Geoffrey Fryer (2000) goes further, questioning numerous subtle contradictions and inconsistencies in the original work, as well as that of Nagl, et al. (2000). He questions the geophysical evidence, pointing out that while the lake might have indeed diminished dramatically, it is one thing to say the lake was smaller and quite another to say it was completely dry. Further, he points out that if Lake Victoria did indeed dry out completely, and was re-colonized by a relatively small fauna, as Johnson suggested, then not only do we have to explain the cichlid diversity, but we also have to explain all the other endemic fauna in the lake as well. Though not as dramatic as the cichlids, these other fishes (Clariidae, Mochokidae, Mastacembelidae, Characidae, Mormyridae, Cyprinodontidae and Cyprinidae) have all produced endemic species, and in some cases, endemic genera in Lake Victoria. Have these lineages also undergone extraordinary rates of evolution?
The bottom line from all of these studies, and many more besides, is that we do not yet know what exactly has gone on or is going on in Lake Victoria. One thing is for sure; the Lake contains a remarkable diversity of cichlid fishes and once we understand how and why they got that way we will understand a lot more about the complex world of cichlids.
- Coleman, R.; 1997; Cichlids and science: how old is Lake Victoria? Cichlid News 6(1): 14-15.
- Fryer, G.; 2000; On the age and origin of the species flock of haplochromine cichlid fishes of Lake Victoria. Proc. Roy. Soc. London 268:1147-1152.
- Goldschmidt, T.; 1996; Darwin's Dreampond: Drama in Lake Victoria. MIT Press, Cambridge, MA.
- Johnson, T. C., C. A. Scholz, M. R. Talbot, K. Kelts, R. D. Ricketts, G. Ngobi, K. Beuning, I. Ssemmanda, and J. W McGill; 1996; Late Pleistocene desiccation of Lake Victoria and rapid evolution of cichlid fishes.
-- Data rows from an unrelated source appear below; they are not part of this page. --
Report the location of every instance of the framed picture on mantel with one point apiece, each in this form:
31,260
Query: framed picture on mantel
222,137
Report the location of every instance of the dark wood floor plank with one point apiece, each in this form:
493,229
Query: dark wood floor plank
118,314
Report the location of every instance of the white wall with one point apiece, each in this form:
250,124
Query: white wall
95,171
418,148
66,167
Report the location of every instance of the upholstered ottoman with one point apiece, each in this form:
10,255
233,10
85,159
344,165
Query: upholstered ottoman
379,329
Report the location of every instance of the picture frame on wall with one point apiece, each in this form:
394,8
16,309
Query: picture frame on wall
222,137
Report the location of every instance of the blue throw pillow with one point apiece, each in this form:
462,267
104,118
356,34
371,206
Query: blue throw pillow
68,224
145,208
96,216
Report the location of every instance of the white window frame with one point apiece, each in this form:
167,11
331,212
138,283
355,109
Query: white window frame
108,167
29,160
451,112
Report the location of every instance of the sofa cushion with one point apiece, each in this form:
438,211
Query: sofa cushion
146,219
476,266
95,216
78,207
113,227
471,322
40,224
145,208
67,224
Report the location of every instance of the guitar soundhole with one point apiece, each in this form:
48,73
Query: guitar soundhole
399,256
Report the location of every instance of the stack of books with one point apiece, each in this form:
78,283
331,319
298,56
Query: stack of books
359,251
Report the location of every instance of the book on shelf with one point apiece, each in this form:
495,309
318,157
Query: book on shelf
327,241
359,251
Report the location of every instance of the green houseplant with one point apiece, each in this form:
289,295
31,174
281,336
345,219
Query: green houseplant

Science 273: 10911'093.
- Meyer, A. E., T. D. Kocher, P. Basasibwaki, and A. C. Wilson; 1990; Monophyletic origin of Lake Victoria cichlid fishes suggested by mitochondrial DNA sequences. Nature (London) 347:550-553.
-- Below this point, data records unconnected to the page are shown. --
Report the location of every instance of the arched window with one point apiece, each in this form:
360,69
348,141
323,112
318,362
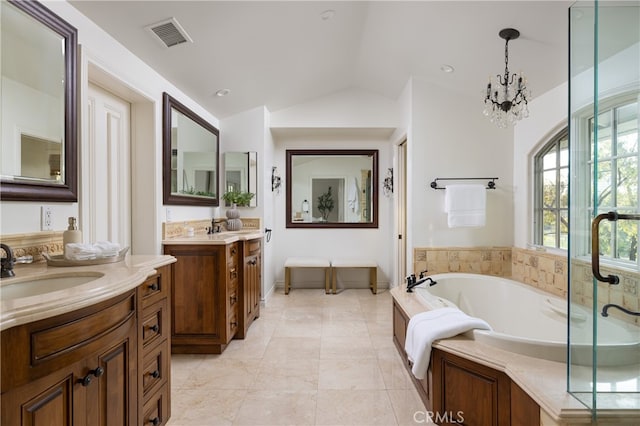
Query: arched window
551,189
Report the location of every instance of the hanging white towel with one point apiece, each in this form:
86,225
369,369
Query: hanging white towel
465,205
427,327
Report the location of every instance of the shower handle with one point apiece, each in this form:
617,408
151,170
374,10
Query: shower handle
595,243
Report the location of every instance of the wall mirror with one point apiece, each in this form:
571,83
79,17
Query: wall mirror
38,109
190,156
332,188
241,173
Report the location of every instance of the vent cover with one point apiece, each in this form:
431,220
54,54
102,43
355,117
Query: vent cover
170,33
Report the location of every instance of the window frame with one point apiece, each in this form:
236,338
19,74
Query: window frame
554,142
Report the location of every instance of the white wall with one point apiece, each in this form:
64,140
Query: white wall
110,56
451,138
547,116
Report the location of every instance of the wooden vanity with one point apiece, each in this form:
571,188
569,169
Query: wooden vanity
216,293
107,362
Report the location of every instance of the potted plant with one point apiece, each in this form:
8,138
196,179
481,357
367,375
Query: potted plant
234,199
325,204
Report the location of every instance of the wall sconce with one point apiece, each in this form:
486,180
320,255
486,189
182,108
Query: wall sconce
275,179
387,183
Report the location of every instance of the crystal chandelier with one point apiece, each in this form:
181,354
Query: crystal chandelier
507,96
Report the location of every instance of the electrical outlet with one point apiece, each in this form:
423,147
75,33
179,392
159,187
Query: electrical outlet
46,222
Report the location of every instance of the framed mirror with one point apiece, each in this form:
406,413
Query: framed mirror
332,188
39,109
241,173
190,156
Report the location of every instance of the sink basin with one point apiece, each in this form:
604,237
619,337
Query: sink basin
45,284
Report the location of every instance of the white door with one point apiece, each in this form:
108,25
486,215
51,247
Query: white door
401,213
107,205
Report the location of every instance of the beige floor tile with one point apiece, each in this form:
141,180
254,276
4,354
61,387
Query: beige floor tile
219,373
346,347
283,348
408,408
269,407
352,328
293,328
288,374
359,407
197,408
350,374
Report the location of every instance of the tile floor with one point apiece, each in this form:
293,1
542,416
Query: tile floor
310,359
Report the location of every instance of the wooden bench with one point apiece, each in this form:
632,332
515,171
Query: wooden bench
356,263
306,262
- Nagl, S., H. Tichy, W E. Mayer, N. Takezaki, N. Takahata, and J. Klein; 2000; The origin and age of haplochromine fishes in Lake Victoria, East Africa. Proc. Roy. Soc. London 267: 1049-1061.
- Witte, E, B. S. Msuku, J. H. Wanink, O. Seehausen, E. F. B. Katunzi, P. C. Goudswaard, and T. Goldschmidt; 2000; Recovery of cichlid species in Lake Victoria: an examination of factors leading to differential extinction. Reviews in Fish Biol. Fisheries 10: 233-241.